2011 s’annonce excitante. Sur le plan juridique, une grande réforme de la procédure pénale s’annonce, dans un sens radicalement contraire aux orientations sécuritaires prises depuis 8 ans. La garde à vue va être réformée, sous les yeux vigilants de la Cour de cassation, de la Cour européenne des droits de l’homme et du Conseil constitutionnel (même si je fais plus confiance à la deuxième qu’aux deux autres). Nous ne sommes pas dispensés de vigilance car il est certain que le législateur facétieux va tout faire pour vider cette réforme de sa substance, ou à tout le moins de s’assurer qu’elle n’ira pas un millimètre plus loin que le strict minimum nécessaire, et encore s’il pouvait revenir quelques centimètres en arrière ce serait encore mieux. Dans un an, mon travail d’avocat de la défense aura radicalement changé par le fait que je ne pourrai plus être tenu à l’écart. Selon le mot de mon vice-bâtonnier bien-aimé Jean-Yves Le Borgne, nous abandonnons enfin un reste de barbarie resté trop longtemps accroché au vêtement républicain.
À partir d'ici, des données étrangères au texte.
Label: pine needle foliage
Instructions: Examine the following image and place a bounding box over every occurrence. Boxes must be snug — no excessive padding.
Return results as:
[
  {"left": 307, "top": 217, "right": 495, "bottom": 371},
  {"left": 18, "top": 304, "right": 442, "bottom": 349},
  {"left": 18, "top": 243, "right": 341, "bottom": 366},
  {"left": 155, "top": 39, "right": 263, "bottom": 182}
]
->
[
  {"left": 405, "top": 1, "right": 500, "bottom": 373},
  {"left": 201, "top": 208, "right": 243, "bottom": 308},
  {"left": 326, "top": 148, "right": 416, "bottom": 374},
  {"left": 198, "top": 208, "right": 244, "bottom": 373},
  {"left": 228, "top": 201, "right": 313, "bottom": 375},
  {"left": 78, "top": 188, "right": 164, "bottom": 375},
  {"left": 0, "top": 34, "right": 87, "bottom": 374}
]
Ce sont vos droits qui progressent, réjouissez-vous sans arrière-pensée.

Un combat chasse l’autre, et le suivant est tout tracé pour moi : celui de l‘habeas corpus. Pouvoir de manière effective saisir une autorité judiciaire indépendante autre que le parquet (qui ne l’est pas, et quand bien même le deviendrait-il, il demeure mon adversaire et ne peut être juge et partie) de toute privation de liberté un tant soit peu durable. Je parle bien de la garde à vue, toujours elle, qui ne deviendra pas conforme à la Convention de sauvegarde des droits de l’homme et des libertés fondamentales en nous laissant simplement y assister. Nous devons pouvoir y faire notre travail, c’est-à-dire défendre. Et la première défense, c’est de pouvoir réclamer la liberté. On y viendra. Nous avons déjà les décisions condamnant la France. Il ne lui reste qu’à les comprendre.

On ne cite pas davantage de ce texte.